Iron Age technology and climatic changes combined to advance the rate of woodland clearance for farming in the area. Small Iron Age farms can be found all along the Lark Valley and one was excavated at West Stow, revealing circular huts and ditched enclosures. This area was the home of the Iceni tribe, famous for Queen Boudicca who fought against the Romans.

Arial photo from 1991

Above: View from the air 1991, 15 years later. From left to right: lake with islands well established; more trees are growing on the heath: six reconstructions on the hill; the Visitor Centre and car park are complete (Made by ADAS Aerial Photography Unit) Please note: as the original purpose of this photograph was to show up crop details the colours may seem unusual.

The Roman settlement pattern was rather different, with much larger settlements like the rural market centres at Icklingham and Mildenhall. At West Stow there were pottery-kilns making wares for the region.

The Anglo-Saxon settlement discovered here dates from soon after the end of the Roman period, around AD 420. These farmers lived in three or four family groups of houses, each with its hall as a community building. They stayed here up to the time when their famous King Raedwald was buried in his ship with much of his treasure at Sutton Hoo, about AD 625. Some time later the village site on the hill in the present Park was gradually abandoned in favour of a new settlement, further east. at the site of the modern West Stow village.

In medieval times there was some farming on the hill. Around AD 1300 major storms resulted in the loose sand of the Breckland being blown over the hill site, covering it with a protective blanket of sand which helped preserve it for archaeologists,

Since that time we do not have as much information on the West Stow site; it seems that the heaths were over-grazed and became increasingly unstable.

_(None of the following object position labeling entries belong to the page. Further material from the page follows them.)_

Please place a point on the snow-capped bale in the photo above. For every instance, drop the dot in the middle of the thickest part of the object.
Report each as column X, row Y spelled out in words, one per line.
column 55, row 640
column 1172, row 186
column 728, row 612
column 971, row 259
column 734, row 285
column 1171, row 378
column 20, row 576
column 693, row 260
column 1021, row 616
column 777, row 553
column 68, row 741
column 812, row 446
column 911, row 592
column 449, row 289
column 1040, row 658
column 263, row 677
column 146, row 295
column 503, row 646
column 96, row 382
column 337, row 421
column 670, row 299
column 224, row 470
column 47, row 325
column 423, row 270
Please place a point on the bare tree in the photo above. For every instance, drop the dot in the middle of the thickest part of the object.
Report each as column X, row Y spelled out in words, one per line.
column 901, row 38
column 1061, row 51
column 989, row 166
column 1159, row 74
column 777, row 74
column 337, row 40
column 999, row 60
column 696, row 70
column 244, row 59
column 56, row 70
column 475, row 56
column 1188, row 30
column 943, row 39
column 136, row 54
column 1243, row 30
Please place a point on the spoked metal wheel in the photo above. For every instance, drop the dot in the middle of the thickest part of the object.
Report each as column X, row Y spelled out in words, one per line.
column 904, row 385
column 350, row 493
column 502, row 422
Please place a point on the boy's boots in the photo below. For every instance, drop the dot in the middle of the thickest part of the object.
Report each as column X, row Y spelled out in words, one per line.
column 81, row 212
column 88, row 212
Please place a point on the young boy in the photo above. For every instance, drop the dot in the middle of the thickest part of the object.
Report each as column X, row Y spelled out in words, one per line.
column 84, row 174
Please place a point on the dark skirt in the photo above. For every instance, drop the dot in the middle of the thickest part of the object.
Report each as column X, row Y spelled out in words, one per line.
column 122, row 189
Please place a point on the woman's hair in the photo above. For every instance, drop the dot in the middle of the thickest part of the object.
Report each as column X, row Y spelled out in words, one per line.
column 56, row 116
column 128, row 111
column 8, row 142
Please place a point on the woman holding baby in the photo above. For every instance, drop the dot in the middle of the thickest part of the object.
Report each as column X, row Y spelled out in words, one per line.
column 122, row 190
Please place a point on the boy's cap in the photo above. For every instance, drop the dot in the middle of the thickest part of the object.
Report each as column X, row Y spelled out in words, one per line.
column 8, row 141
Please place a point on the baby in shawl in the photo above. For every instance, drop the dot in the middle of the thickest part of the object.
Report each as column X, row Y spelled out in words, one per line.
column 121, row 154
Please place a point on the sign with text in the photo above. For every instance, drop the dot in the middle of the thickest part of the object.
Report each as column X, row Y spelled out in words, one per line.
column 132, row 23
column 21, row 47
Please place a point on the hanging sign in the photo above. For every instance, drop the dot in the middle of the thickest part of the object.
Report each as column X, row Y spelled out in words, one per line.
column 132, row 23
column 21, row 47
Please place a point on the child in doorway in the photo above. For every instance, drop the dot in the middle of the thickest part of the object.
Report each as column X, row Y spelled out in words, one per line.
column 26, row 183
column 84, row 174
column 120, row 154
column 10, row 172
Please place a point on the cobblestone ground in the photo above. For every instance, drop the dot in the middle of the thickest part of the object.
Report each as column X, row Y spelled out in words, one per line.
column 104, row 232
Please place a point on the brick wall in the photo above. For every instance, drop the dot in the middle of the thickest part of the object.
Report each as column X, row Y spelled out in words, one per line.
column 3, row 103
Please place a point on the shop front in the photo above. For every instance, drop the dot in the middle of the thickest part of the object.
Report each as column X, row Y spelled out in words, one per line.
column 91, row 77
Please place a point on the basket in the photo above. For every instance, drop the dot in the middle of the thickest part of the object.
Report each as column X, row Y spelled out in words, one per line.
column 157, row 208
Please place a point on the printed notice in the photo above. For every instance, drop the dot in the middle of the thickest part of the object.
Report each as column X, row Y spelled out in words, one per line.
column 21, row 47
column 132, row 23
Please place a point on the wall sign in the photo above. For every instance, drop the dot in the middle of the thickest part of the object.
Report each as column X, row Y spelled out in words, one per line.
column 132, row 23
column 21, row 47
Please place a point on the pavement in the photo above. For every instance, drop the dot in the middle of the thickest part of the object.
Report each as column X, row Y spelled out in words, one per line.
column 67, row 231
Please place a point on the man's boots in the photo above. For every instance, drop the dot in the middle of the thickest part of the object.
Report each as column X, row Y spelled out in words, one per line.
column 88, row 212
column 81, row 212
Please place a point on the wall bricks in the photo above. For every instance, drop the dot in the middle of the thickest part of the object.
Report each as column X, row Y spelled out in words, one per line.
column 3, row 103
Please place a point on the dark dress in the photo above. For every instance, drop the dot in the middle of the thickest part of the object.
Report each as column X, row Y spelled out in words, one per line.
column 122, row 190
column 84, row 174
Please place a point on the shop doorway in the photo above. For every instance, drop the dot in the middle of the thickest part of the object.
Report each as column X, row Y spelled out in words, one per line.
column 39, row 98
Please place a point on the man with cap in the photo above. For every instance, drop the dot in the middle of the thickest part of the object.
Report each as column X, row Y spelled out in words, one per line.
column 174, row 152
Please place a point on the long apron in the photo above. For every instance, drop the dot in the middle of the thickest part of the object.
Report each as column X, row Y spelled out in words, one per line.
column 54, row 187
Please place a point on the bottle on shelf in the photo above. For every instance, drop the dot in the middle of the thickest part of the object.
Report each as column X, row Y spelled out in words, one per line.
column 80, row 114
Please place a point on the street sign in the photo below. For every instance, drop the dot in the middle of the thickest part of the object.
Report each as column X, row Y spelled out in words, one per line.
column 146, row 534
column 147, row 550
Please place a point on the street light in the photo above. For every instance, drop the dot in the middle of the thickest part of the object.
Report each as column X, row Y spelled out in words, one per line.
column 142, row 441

The shifting sands became a prominent feature, destroying any crops in their way and turning much of the area into a desert-like country inhabited mainly by rabbits and sheep. Eventually the Breckland was taken over by huge country estates, where Scots pine windbreaks were planted to try to stop the sand blows.

The Culford estate owned the area of the present Park in the early 1800s and sold it to the local council in 1886 for use as a sewage farm for Bury St Edmunds. A pump house, for circulating sewage around the lagoons, was built near the river. This enabled coal-carrying barges to supply the engines, since the River Lark had been made navigable almost as far as Bury St Edmunds. The sewage farm took up the eastern half of the site, until it was eventually replaced by a modern treatment works in 1953.

The empty site was used as a rubbish dump for Bury St Edmunds during the 1960s and early '70s, when visitors to the excavations could follow rubbish freighters there. Gravel was extracted from the west of the site and televised motorcycle scrambling took place on the central heath.

In 1979 West Stow Country Park was opened. The rubbish tip had been filled in and landscaped, the gravel pit had been turned into a lake and scrambling had stopped. The project was financed by the Borough Council and the Countryside Commission. The Anglo-Saxon reconstructions had been started by the West Stow Anglo-Saxon Village Trust, set up after the excavations closed in 1972. In 1988 a visitor centre was opened to help present the story of this man-made landscape to the general.public.